Likening it to an “upscale and trendy opera box,” Wentzell reported that The Loft is “off to a great start.”

“We started only a few weeks ago, and 25 percent are already sold,” Wentzell said, “and I would be shocked if it wasn’t 50- to 60-percent sold in the next two to three weeks.”

Wentzell said that club seating at TD Banknorth Garden averages around $50,000, while suites cost approximately $350,000. Memberships to The Loft and The Board-room, however, range between $5,000 and $15,000.

“It’s extra important that we put our money where our mouth is to offer various price and package points,” he said. “That’s the trick.”

In addition to creating more moderately priced seating options, foodservice companies are reworking their menus to lower costs, said Dorsey of the Association of Luxury Suite Directors.

“You are going to see some menu engineering,” he said. “Things will be simplified a bit, and items that were on the menus just to please customers even though they weren’t profitable will be eliminated. And there’ll be more grab-and-go concepts. The quality of food is not something [team] owners will want to deteriorate. They still want the customer to be happy.”

Despite these economic concerns, officials at Legends Hospitality Group see a bright future for their new venture. Legends will be based in Newark, N.J. Michael Rawlings, a former president of Yum! Brands Inc.’s Pizza Hut business, will lead the company as chief executive.

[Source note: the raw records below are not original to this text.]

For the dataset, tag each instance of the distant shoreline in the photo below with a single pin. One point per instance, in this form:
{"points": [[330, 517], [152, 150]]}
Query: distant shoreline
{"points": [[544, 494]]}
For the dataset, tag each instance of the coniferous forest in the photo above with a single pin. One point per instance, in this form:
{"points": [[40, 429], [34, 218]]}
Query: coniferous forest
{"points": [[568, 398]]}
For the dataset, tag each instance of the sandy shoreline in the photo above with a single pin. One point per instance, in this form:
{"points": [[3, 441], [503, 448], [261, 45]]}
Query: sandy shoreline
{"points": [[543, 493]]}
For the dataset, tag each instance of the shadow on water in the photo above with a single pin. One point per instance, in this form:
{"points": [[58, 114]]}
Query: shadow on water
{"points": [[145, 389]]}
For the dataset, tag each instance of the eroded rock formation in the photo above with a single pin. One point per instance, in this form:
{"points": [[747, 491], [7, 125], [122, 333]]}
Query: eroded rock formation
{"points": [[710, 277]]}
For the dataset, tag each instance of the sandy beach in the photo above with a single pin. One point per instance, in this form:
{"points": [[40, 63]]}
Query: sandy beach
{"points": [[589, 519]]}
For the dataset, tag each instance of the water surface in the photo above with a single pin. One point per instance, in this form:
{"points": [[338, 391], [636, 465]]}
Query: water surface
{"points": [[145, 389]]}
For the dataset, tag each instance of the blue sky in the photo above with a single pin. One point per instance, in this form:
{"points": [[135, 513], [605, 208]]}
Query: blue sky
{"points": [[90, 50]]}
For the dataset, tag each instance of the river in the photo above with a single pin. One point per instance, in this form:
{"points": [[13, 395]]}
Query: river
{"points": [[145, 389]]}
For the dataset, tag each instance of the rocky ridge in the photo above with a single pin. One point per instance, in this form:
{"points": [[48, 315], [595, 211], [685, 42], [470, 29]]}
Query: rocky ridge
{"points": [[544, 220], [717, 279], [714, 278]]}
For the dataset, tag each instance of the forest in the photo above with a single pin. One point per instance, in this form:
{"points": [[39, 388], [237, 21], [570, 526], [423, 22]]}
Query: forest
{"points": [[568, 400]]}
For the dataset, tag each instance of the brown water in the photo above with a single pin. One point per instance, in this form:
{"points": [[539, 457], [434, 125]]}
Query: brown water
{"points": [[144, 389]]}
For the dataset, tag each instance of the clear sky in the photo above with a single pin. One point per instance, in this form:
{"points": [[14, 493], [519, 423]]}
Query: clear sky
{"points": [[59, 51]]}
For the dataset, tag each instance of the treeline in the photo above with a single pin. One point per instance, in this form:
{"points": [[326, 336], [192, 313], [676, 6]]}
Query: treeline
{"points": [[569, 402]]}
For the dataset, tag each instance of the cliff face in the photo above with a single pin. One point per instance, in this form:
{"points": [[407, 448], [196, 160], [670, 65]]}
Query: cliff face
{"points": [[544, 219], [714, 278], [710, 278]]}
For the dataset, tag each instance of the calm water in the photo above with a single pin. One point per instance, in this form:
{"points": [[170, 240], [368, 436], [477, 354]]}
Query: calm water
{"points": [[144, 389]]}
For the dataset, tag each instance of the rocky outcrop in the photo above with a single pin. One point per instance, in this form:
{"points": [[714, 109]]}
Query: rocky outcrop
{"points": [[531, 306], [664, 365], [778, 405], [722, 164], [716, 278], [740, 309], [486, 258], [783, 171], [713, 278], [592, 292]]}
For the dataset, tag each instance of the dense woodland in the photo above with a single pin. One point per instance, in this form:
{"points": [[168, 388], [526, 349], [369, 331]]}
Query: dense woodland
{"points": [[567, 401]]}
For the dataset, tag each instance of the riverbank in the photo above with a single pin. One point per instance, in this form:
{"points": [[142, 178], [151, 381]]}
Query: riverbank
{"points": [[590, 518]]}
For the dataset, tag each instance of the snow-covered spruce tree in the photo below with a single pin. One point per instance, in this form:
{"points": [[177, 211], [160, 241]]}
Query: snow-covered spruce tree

“We’re all unsure of what is going to happen in the next year,” Rawlings said of the economy, but, “premium seating is not flat—not at the Cowboys’ stadium or Yankee Stadium. Our job is to get ready for the opening games, which will be huge events in America.”

Dorsey reported that the new Cowboys venue boasts 300 suites that cost around $300,000 each and 15,000 club seats sold with personal seat licenses that go for anywhere between $2,000 to $100,000 over 20 years.

“I’ve never seen anything like it,” he said after a recent tour of the facility.

He added that despite the economic downturn, suites at both Citi Field, the new home of the New York Mets, and Yankee Stadium are selling well, with all 39 boxes at Citi Field sold out and 40 of 47 at Yankee Stadium already sold.

New York-based restaurateur Danny Meyer, whose new Hudson Yards Sports & Entertainment catering division is providing the foodservice at Citi Field in partnership with contract concessionaire Aramark Corp., said he is “counting his lucky stars that our first venture is with the Mets and Citi Field.”

“Apparently they knew what they were doing, because they’ve sold 100 percent of their luxury suites and none were to financial companies that went out of business,” Meyer said. “They sold the big stuff when they needed to sell it, and the excitement for this stadium is going to be huge.”

Still, Meyer said, he knows consumers are and will continue to be more careful about how they spend their money.

“I feel like somebody somewhere in some city will say, ‘Let’s not go to the game this week’ to save a few hundred bucks,” he said. “That’s happening with every single discretionary spending opportunity in this country right now.”